Foto: Diakonisches Werk

Wie kann die Integration so vieler Flüchtlinge gelingen? Das ist derzeit eines der großen gesellschaftlichen Themen, das vielen Bürgern Sorge bereitet. Wie es klappen kann und wo die Probleme liegen, wenn Menschen aus dem Ausland hierherziehen, ist seit vielen Jahren in Malstatt zu beobachten. "Malstatt ist ein Einwandererstadtteil. Es ist ganz normal, dass Fremde hierherkommen", sagt Anne-Marie Marx, Mitarbeiterin im Stadtteilbüro in der Breite Straße. Menschen aus 120 verschiedenen Nationen leben hier, ergänzt Claudia Rebmann, Referentin für Gemeinwesenarbeit (GWA) beim Diakonischen Werk, das Träger des Stadtteilbüros ist.

Marx arbeitet seit vielen Jahren in der GWA. Erst seien die Gastarbeiter in den Stadtteil gekommen, dann Marokkaner, später die Russlanddeutschen, schließlich Bürger aus Südosteuropa. Es lief nicht immer alles glatt. 2014 hatte es Beschwerden über Sinti und Roma sowie Lärm und Müll in der Frankenstraße gegeben (die SZ berichtete). Das Stadtteilbüro habe vermittelt, die Verwaltung sich ebenfalls engagiert, sagt Anne-Marie Marx: "Jetzt wohnen in dem Haus nur noch so viele, wie dort wohnen sollen."

Rebmann erklärt, eine "Erstunterbringung" von Flüchtlingen sei im unteren Malstatt - dafür ist das Stadtteilbüro neben dem Bezirk um die Leipziger Straße zuständig - zwar nicht vorgesehen. Aber später würden sie herziehen, weil die Mieten in Malstatt niedrig seien. Umso wichtiger sind Deutschkurse für Erwachsene und Kinder. Hier kommt das Kinderbildungszentrum (Kibiz) in der Ganztagsgrundschule Kirchberg ins Spiel. Dort biete ein pensionierter Lehrer einen Sprachkurs für die Kinder an, sagt Marx. In die Kirchbergschule gingen nämlich vermehrt Jungen und Mädchen, die kein oder schlecht Deutsch sprechen.
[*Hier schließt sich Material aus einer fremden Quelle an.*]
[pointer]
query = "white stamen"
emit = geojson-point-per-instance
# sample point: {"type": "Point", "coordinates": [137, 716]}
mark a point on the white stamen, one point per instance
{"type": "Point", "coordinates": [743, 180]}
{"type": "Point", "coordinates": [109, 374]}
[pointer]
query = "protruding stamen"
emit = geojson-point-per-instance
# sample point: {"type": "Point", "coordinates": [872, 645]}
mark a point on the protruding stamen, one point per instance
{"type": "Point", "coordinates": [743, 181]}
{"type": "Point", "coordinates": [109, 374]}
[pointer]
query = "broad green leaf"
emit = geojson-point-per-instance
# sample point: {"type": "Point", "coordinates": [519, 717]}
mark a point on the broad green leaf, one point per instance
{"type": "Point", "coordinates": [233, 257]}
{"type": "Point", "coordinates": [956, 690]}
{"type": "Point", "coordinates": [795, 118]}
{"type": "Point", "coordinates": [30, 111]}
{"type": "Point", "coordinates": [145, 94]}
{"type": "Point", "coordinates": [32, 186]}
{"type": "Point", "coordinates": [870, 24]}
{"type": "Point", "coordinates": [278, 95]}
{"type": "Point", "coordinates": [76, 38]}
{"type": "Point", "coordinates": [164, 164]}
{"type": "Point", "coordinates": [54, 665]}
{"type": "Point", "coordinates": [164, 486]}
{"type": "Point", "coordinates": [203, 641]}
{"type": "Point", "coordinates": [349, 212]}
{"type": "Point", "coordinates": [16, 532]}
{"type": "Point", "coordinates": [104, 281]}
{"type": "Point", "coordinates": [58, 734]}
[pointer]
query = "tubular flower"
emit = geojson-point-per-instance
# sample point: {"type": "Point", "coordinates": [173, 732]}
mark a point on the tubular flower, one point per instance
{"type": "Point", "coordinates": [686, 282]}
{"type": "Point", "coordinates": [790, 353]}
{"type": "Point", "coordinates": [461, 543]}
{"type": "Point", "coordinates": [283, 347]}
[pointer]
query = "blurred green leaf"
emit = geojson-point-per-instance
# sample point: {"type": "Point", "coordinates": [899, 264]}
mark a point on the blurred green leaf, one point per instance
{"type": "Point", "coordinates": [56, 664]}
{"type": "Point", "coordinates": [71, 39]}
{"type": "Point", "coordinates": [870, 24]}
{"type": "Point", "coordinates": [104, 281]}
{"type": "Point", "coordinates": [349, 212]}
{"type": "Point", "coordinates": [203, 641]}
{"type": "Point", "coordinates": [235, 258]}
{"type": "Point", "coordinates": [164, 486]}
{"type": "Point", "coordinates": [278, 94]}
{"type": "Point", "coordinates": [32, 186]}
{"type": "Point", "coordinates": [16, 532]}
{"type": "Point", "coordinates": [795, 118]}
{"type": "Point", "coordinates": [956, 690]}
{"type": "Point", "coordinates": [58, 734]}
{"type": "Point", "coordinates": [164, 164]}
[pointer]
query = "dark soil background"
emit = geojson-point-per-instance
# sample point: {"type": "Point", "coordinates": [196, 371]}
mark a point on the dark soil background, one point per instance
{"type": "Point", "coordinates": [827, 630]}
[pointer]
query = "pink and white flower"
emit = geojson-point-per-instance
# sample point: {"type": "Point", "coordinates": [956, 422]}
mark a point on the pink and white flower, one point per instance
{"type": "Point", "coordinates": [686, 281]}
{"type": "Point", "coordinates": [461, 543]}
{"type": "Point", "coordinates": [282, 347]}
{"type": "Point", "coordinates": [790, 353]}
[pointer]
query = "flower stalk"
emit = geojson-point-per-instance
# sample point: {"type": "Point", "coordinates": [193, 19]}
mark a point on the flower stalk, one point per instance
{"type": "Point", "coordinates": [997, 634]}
Im Kibiz gibt es aber auch für Frauen das Angebot "Deutsch in Schrift und Sprache". Das Stadtteilbüro koordiniere die Angebote des Kibiz, erläutert Marx.

Im oberen Malstatt habe die Verwaltung dagegen Flüchtlinge untergebracht. Dort habe es auch Beschwerden gegeben: Die renovierten Siedlungswohnungen seien Flüchtlingen vorbehalten, während andere Malstatter schon länger eine Wohnung suchen, erzählt Rebmann. Sie erkläre dann, dass diese Wohnungen zuvor gar nicht auf dem Markt gewesen seien. Rebmann: "Und wir machen deutlich: Die Angebote der GWA sind für alle Menschen da, dazu gehören auch die Flüchtlinge ." Marx ergänzt: "Wir versuchen, die Menschen zusammenzubringen."

Kritik am Jobcenter

Die erfahrene Mitarbeiterin weiß wie ihre Kollegen in den anderen GWA genau, wo die Probleme vieler Bürger mit kleinem Geldbeutel - nicht nur in Malstatt - liegen. Die haben sie nach dem "Bilanzgespräch 2015" mit der Verwaltung aufgeschrieben. So seien viele Beschäftigungsmöglichkeiten für Arbeitslose weggefallen, nachdem das Förderprogramm Bürgerarbeit Ende 2014 ausgelaufen sei. Die Bescheide des Jobcenters verstünden die Arbeitslosen oft nicht. Dann versuchten die Mitarbeiter des Stadtteilbüros, mit dem Jobcenter zu reden.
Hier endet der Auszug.